Actor, writer, and director Sarah Elizabeth Taylor (North Providence, RI) – a Summer Rep veteran and Creative Director at East End Theatre and Performing Arts, stars as Coriolanus. The cast also includes Ryan Alexander as Brutus, a Roman senator and a key figure in the political turmoil depicted in the play; Sophie Bryant as Valeria, a noblewoman from Rome; Shelby Cray (Bristol, RI) as Menenius, a Roman patrician and surrogate father figure to Coriolanus; Hayley Wood as Volumnia, Coriolanus’ mother; and Val Salvador as Virgilia, Corolianus’ wife. Ensemble cast members include Elissa Parente (Cranston, RI) and Elliot Gosselin (Harrisville, RI). With no set and a strong emphasis on character development, cast members are particularly grateful for the ensemble that helps prevent such performances from being “two-dimensional,” according to Stage Manager Gabriella Seal.

“During the building and run of a show, so much time is spent with your cast that quickly your scene partners become your friends – almost instantly,” Taylor said.

“They are the people that get you through the long, hard day, the people you share all your laughs with, and oftentimes the most down to earth, thoughtful people you will meet. No two shows are ever alike; as I always say, ‘You will never do this show again with these same people.’ This is what makes theatre so special.”
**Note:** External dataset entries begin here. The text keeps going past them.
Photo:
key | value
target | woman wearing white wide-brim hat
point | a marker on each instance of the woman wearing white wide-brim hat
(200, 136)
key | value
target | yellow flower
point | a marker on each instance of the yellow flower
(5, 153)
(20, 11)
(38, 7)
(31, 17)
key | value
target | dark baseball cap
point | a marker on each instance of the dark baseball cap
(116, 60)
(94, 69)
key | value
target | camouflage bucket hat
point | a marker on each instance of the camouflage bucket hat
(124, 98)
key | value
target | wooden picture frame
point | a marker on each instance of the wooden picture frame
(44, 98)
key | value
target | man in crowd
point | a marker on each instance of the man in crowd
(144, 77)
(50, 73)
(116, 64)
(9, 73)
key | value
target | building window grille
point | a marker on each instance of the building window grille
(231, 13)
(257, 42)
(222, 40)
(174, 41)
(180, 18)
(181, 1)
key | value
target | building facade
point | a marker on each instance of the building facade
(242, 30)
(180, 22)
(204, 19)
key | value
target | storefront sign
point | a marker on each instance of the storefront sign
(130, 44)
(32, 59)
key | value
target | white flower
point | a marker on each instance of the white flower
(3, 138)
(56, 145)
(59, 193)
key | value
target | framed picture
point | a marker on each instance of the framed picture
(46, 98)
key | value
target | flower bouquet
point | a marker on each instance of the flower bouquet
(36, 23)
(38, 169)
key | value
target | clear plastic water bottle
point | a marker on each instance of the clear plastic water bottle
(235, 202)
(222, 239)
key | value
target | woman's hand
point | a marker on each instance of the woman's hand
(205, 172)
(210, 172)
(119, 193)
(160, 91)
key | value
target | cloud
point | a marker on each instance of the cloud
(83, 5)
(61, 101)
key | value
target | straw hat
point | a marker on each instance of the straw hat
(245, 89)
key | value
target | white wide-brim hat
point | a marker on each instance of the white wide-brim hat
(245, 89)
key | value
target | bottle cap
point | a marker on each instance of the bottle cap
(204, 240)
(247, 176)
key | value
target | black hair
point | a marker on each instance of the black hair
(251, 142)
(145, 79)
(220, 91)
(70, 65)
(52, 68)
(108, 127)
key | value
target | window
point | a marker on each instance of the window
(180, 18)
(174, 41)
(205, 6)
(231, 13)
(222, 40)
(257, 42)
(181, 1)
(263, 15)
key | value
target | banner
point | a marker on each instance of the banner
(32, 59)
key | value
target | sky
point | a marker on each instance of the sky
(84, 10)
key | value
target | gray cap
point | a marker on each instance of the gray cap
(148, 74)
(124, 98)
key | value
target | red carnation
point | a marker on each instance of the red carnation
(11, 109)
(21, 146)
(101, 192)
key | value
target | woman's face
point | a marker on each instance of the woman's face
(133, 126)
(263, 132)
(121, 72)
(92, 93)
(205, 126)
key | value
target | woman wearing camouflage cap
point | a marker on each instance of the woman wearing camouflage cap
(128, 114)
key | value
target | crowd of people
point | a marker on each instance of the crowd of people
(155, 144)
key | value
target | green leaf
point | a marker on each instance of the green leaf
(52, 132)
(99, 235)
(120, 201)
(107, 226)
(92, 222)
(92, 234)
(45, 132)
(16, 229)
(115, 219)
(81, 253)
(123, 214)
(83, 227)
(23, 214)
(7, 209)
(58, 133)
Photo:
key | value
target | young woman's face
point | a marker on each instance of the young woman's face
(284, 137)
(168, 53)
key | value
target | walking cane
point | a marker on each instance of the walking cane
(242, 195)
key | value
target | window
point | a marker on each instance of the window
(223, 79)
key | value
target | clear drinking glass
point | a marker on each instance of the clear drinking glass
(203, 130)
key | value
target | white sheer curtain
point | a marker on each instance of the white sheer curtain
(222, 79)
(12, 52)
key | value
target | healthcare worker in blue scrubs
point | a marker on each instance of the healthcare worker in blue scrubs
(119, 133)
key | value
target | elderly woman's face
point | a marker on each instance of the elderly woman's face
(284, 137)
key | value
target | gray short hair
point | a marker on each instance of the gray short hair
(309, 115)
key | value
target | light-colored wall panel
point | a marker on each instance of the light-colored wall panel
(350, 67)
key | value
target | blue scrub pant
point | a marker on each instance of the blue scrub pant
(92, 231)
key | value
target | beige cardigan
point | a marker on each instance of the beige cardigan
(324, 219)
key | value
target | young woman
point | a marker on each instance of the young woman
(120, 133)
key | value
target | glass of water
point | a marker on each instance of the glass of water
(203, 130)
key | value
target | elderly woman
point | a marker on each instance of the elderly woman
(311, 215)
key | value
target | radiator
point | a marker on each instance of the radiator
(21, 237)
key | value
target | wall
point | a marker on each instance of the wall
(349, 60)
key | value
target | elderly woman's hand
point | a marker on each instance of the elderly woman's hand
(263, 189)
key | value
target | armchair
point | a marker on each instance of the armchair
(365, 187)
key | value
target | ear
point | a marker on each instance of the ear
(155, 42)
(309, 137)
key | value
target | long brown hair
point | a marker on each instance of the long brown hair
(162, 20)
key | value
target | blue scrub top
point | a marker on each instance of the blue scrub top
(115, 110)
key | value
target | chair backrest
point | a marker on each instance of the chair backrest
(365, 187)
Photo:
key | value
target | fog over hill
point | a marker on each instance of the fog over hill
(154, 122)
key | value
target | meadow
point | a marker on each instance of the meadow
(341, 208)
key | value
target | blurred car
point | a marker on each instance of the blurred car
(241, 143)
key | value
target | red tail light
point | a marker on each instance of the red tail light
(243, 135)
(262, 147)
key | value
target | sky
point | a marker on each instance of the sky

“‘Ensemble’ comes from the Latin word ‘insimul,’ meaning ‘in company, together, at the same time.’ As a one-man meritocrat for much of the play, Coriolanus would have hated this – and therein lies his tragic flaw, for no human can function alone,” said Rosa Nguyen (West Warwick, RI), who stars as Tullus Aufidius, Coriolanus’ archenemy. “Love is strength. At its best, each bond we make should bolster the individual, forming a unit more powerful than its individual parts. Like cells in a body or atoms in a molecule, we have gathered in this space and time to tell a remarkable story, and I am thankful to be part of this many-headed, multi-talented team.”

This weekend’s show is also a fundraiser for the theater students’ annual trip to the Region 1 Kennedy Center American College Theater Festival (KCACTF), which honors excellence of overall production and offers student artists individual recognition through awards and scholarships in playwriting, acting, criticism, directing, and design. Students are selected to compete in the KCACTF based on nominations stemming for their performances during the calendar year.